アルスターの光の御子は戦場で狂乱する。駿足の英雄も十二の試練の英雄も、身を喰らうような狂気に染まったことがある。勝利の女王は復讐者の面を秘めている。しかし、トロイアの守護者ヘクトールは破れてなおも称えられ、不毀の刃の使い手とも伝えられた。諦めずに国を守り抜き、家族を愛した貞潔な王子として信教の違いにも関わらず九の偉人に数えられる。遠く遥かフランクのシャルルマーニュら名家の祖にも据えられた。ノーブル・ファンタズムが幾重にも重なって狂うことも復讐に身を焦がすことも叶わない。切り離したはずの感情に追いたてられた彼が手に取ったのは神代ではなく現代の楽器だった。あふれる思いを、どうしようもない敵意や殺意を紛らわすために奏でられた音は海と死の響きをもって、クリードの骸から作られた鎧を共振させた。死と破壊の狂王で半神のクー・フーリン・オルタの耳に届いた。一度知覚すると、音を広げる楽器がなくとも、声だけでも共振は起きた。
クー・フーリン・オルタは口の端を引き上げた。
「弾きたければ弾けばいい」
「お前さんが困らないか?」
ためらうヘクトールにオルタは尋ねた。
「俺がお前を止めたことがあったか?」
ヘクトールがハッとなった。
「そういえばないな」
「弾きたければ弾け。聞き手が欲しいなら俺がいる」
「誰かに聞いて欲しい訳じゃあないけど」
ヘクトールは手早く調弦を済ませると、クー・フーリン・オルタに椅子をすすめた。自身は楽器を抱えてベッドに座る。

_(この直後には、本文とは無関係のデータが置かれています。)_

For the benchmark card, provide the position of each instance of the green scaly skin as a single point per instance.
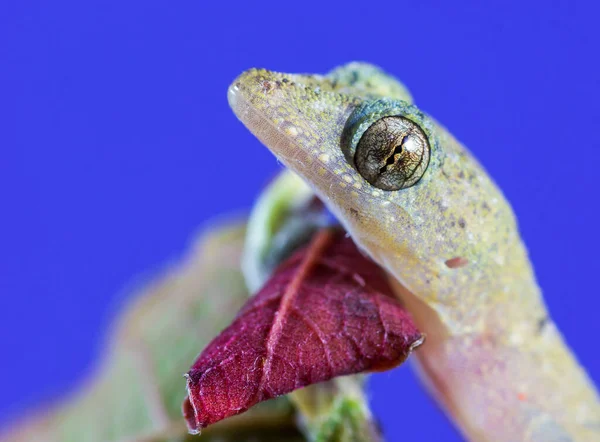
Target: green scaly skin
(493, 357)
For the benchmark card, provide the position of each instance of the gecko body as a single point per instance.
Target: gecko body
(446, 236)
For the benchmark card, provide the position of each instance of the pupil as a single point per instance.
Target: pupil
(392, 158)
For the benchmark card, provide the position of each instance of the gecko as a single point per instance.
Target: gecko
(416, 201)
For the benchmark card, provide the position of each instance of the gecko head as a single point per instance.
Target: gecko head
(409, 194)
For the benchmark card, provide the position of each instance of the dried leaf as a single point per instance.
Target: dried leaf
(327, 311)
(136, 395)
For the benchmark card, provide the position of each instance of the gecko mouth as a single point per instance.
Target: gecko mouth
(262, 101)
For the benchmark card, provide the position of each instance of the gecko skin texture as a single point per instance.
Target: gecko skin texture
(493, 358)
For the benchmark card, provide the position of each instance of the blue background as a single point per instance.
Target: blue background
(115, 122)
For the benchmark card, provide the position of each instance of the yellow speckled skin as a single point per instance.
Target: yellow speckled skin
(493, 357)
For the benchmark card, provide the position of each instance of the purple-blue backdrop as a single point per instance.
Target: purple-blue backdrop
(115, 122)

「お前さんが聞きたいのなら構わない。飽きたら帰ってもいい」
薔薇色の外套を弔いの黒に変えるとヘクトールはアップライトベースを奏で始めた。低い和音に小さな歌声が重なる。
「続けろ」
オルタはヘクトールの側に座ると棘の尾を巻き付ける。目を閉じた彼は鎧の共振と海の音を静かに感じていた。
理解はできない。共感とも違う。だが、隣にいることはできる。その日以降も、時折奏でられる海の音と共振にクー・フーリン・オルタは聞き入った。ヘクトールの部屋を訪れることもあれば、自室で静かに聞くこともあった。